ZAHEDAN, IRAN – La province agitée du Sistan-Baloutchistan est sous une alerte de sécurité renforcée aujourd'hui suite à une embuscade mortelle qui a coûté la vie à trois policiers iraniens. L'attaque en plein jour, caractérisée par sa précision clinique, marque une escalade significative dans les tensions persistantes entre les forces de sécurité de l'État et les groupes militants opérant le long de la frontière sud-est.
L'incident s'est produit tard dans la matinée du mardi 14 avril 2026 sur une autoroute reliant la capitale provinciale, Zahedan, à la ville de Khash. Selon des témoins et des rapports préliminaires de la police, les officiers effectuaient une patrouille de routine lorsque leur véhicule a été intercepté par deux SUV transportant des tireurs masqués.
Les assaillants ont ouvert le feu avec des armes automatiques, concentrant leur barrage sur le moteur et l'habitacle de la voiture de patrouille. Les officiers—deux lieutenants et un sergent—sont apparemment morts sur les lieux. Les tireurs ont réussi à s'emparer des armes de service et du matériel de communication des officiers avant de s'enfuir vers le terrain montagneux bordant le Pakistan.
Immédiatement après la fusillade, le Corps des Gardiens de la Révolution islamique (IRGC) et les unités de police locales ont établi des points de contrôle le long de l'axe Khash-Zahedan.
À la suite de l'attaque, les forces de sécurité ont mis en œuvre une réponse complète, déployant des drones de surveillance et des hélicoptères d'attaque pour patrouiller les corridors frontaliers accidentés. Sur le terrain, un confinement strict est en vigueur, avec toutes les routes secondaires menant vers la frontière fermées à la circulation civile pour faciliter les manœuvres.
Simultanément, des unités de renseignement ont mené des raids ciblés, arrêtant apparemment plusieurs suspects pour les interroger sur leur rôle potentiel dans le soutien logistique aux tireurs.
Le Sistan-Baloutchistan a longtemps été le site d'insurrections de bas niveau et de contrebande transfrontalière. La province, qui est majoritairement sunnite dans un pays à majorité chiite, a fait face à des décennies de marginalisation économique, alimentant les griefs locaux.

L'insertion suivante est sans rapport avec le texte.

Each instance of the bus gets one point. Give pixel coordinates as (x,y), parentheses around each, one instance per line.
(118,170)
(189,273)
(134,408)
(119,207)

Bien qu'aucun groupe n'ait officiellement revendiqué la responsabilité de cette embuscade spécifique, les responsables iraniens ont fréquemment désigné Jaish al-Adl, un groupe militant sunnite que les autorités iraniennes affirment recevoir le soutien d'agences de renseignement étrangères.
Le gouverneur provincial a publié une déclaration ferme, promettant que le sang des officiers "martyrs" ne resterait pas impuni. "Les ennemis de la République islamique cherchent à déstabiliser nos frontières," a déclaré la déclaration. "Notre réponse sera décisive, rapide et ressentie à travers la frontière."
Le ministère iranien des Affaires étrangères a également contacté les autorités pakistanaises, les exhortant à renforcer la coopération pour empêcher les militants d'utiliser le territoire voisin comme un "refuge sûr" pour lancer des frappes transfrontalières.